Infrastructure developments have further locked in this union. The new Shandong Yulong refinery, with capacity of 400,000 b/d, has emerged as a structurally Russian-oriented buyer. Sanctions imposed by the EU and UK in mid-2025, followed by US measures targeting Rosneft and Lukoil, effectively closed the refinery off from most Western and Middle Eastern supply channels. With few alternatives, Yulong has turned almost entirely to Russian crude. Apart from two Canadian cargoes before the sanctions took effect, the refinery has relied exclusively on Russian oil since October 2025. In December and January, it imported an average of 240,000 b/d from Russia, and two Aframax tankers loaded with ESPO have already discharged there in February 2026.
The growing interconnection between Beijing and Moscow is also reshaping India’s political and trade vision. A prolonged deepening of Chinese-Russian energy ties would intensify concerns in New Delhi about being left out of one of Asia’s most strategically important commodity corridors. For India, oil imports are turning into not a commercial matter but rather a geopolitical instrument. Watching Russia pick China as its dominant Asian outlet may ultimately push India back toward Russian barrels, regardless of political pressure from Washington – driven not only by price incentives, but by the desire to avoid strategic sidelining from a long-standing partner.
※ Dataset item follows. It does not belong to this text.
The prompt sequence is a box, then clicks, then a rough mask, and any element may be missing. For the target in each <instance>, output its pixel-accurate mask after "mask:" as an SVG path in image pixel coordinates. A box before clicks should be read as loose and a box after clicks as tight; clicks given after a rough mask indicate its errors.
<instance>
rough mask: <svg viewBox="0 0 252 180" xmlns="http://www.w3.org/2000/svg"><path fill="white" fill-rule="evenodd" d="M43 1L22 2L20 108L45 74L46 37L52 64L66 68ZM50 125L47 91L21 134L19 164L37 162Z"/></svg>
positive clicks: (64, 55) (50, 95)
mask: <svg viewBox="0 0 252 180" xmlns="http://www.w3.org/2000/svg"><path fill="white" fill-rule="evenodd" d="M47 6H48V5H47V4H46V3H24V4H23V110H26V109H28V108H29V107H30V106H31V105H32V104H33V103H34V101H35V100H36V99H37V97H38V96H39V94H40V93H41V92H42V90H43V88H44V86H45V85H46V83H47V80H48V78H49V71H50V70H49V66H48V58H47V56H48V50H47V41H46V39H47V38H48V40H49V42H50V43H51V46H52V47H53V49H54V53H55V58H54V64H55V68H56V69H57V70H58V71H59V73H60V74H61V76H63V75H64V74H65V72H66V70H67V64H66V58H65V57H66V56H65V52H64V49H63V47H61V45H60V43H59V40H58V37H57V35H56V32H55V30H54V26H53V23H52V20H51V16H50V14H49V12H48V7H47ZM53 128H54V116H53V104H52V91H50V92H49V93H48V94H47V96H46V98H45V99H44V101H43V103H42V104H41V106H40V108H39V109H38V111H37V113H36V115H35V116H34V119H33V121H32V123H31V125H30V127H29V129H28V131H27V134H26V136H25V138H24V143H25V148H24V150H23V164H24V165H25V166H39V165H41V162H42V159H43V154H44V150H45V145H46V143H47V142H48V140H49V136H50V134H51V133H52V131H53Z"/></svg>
If that dynamic holds, the Trump administration’s attempt to use trade leverage to curb Russian energy revenues may prove counterproductive. Instead of isolating Moscow, it is accelerating the formation of a more potent Eurasian energy alliance, anchored by China’s demand and Russia’s supply. India, rather than exiting this system, may eventually be drawn back into it. Three years after Western sanctions were meant to sever Russia from global markets, Moscow is exporting more crude to its largest customer than ever. Ultimately, the main beneficiary is Washington’s principal strategic rival. China is securing larger volumes of crude at increasingly competitive prices without assuming significant new risks. For now, the record flows through Kozmino and else suggest that pressure from Washington is reshaping trade routes – but not breaking them.